Trapped inside the city, Meglos takes a hostage Savant named Caris. She gets the upper hand when the Earthling tries another bout of resistance. In a subsequent mix-up, Romana overpowers Caris, letting Meglos escape, reunite with the Gaztaks, and go back to Zolfa-Thura.

The real Doctor proves that he did not steal the artifact and that there is a doppelgänger at work. The Doctor, Romana, Caris, and Deedrix head with K9 for the TARDIS, determined to follow the Gaztaks. The ship touches down on Zolfa-Thura and Meglos tells the Gaztaks that his race perished in a civil war over the control of the crystal, which can power a weapon strong enough to destroy planets. They place the Dodecahedron and aim the weapon at Tigella.

When the Doctor arrives, he impersonates Meglos and confuses the Gaztaks. He redirects the super-weapon at Zolfa-Thura before both he and Meglos are detained. Meglos abandons the Earthling but is unable to stop the Doctor fleeing back to the TARDIS nor persuade the Gaztaks not to fire the weapon. From the TARDIS the Doctor and his friends witness the destruction of Zolfa-Thura, along with the Gaztaks, Meglos, and the Dodecahedron. The Doctor and Romana depart and prepare to take the Earthling home, but as they are leaving Romana receives a message from the Time Lords that she must return to Gallifrey.

==Production==

Working titles for this story included The Golden Pentangle and The Last Zolfa-Thuran. This is one of only two multi-part stories to feature all credited cast members in every episode, the other being The Edge of Destruction (1964).

This story features the only use in Doctor Who of a camera-linking system known as Scene-Sync that allowed the use of non-static shots of characters superimposed onto a miniature set. As the cameras on the actors were moved, the cameras on the miniature set moved the equivalent scaled amount automatically. The exact scale motion was achieved by trial and error, involving minute adjustments to the voltage delivered to the slave camera's motors. Part Four's closing theme was transposed to the lower key of the original theme music.

During production of this story, Madame Tussauds in London debuted the "Doctor Who Exhibition". Included were sculptures of both the Fourth Doctor and his Meglos doppelganger. As a result, Tom Baker is the only person to have appeared twice in the wax museum.

When writing the 2010 story The Lodger, Gareth Roberts had thought of making it a sequel to Meglos but this sequel idea was ultimately dropped.

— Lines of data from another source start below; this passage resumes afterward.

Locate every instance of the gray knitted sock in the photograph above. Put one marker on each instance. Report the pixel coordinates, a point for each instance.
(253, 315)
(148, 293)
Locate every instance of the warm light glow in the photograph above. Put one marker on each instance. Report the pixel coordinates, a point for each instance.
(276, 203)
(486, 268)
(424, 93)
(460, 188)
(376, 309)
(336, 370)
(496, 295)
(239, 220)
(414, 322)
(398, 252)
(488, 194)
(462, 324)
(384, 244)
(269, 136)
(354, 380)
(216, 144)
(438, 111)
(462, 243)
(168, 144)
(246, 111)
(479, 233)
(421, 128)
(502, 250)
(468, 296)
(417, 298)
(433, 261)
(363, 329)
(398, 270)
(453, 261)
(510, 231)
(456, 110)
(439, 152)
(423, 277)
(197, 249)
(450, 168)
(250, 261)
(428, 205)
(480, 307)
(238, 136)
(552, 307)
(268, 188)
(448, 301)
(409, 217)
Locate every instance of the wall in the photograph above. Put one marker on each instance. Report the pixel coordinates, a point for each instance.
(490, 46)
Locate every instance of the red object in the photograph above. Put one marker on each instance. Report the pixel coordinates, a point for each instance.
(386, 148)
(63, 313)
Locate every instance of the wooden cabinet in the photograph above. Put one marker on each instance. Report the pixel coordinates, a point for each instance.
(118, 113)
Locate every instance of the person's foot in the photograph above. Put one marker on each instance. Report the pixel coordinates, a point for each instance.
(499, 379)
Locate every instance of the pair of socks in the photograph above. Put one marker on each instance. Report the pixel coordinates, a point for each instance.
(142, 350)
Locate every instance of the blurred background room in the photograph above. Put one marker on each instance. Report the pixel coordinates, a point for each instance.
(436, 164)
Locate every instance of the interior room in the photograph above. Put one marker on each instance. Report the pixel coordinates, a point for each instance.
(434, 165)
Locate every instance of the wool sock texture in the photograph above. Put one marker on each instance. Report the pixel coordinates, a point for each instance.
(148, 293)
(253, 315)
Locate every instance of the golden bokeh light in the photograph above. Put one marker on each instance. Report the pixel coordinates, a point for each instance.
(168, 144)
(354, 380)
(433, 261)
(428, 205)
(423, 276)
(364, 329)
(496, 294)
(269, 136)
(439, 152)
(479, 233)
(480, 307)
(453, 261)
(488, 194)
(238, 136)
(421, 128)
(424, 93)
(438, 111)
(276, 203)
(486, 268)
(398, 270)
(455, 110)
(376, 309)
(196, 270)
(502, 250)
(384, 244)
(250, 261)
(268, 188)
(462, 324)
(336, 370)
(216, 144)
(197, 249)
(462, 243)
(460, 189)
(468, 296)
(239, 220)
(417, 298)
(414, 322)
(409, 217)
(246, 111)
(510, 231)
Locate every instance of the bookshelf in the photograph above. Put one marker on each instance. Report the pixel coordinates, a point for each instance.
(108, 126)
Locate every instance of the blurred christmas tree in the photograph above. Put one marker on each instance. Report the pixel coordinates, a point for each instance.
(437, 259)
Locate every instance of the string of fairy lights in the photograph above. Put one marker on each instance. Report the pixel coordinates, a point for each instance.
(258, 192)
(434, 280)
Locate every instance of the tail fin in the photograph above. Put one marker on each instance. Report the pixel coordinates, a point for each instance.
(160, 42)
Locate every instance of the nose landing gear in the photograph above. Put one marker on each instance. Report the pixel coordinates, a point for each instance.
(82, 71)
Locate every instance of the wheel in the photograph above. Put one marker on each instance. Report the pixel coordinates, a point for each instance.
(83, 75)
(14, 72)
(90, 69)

| Episode | Title | Run time | Original release date | UK viewers (millions) |
|---|---|---|---|---|
| 1 | "Part One" | 24:43 | 27 September 1980 | 5.0 |
| 2 | "Part Two" | 21:24 | 4 October 1980 | 4.2 |
| 3 | "Part Three" | 21:19 | 11 October 1980 | 4.7 |
| 4 | "Part Four" | 19:30 | 18 October 1980 | 4.7 |

===Cast notes===
Jacqueline Hill, who played the First Doctor's companion Barbara Wright, makes a guest appearance as Lexa, marking the first time a companion has returned to play a role other than their original character. Brotadac is an anagram of "Bad Actor", an in-joke by the production team, who were then somewhat embarrassed when the part went to Frederick Treves, whom they considered a fine actor. Bill Fraser only agreed to take the role of Grugger on condition the character was allowed to kick K9. His request was granted; he later appeared in the spin-off pilot K-9 and Company. Crawford Logan also provided the voice of Meglos but was credited only as Deedrix.

==Commercial releases==

===In print===

Terrance Dicks' novelisation was published by Target Books in February 1983. Dicks names Meglos' unfortunate human host and bookends the novel with his kidnapping and subsequent return to Earth. A French translation was published in 1987. An audiobook of the Target novelisation was released by BBC Audio on 1 July 2021 read by Jon Culshaw and John Leeson.

===Home media===
Meglos was released on VHS in April 2003, on DVD in January 2011, and as part of the Doctor Who DVD Files (issue 109) in March 2013. Paddy Kingsland and Peter Howell's incidental music for the serial was released as part of the compilation album Doctor Who at the BBC Radiophonic Workshop Volume 4: Meglos & Full Circle in 2002.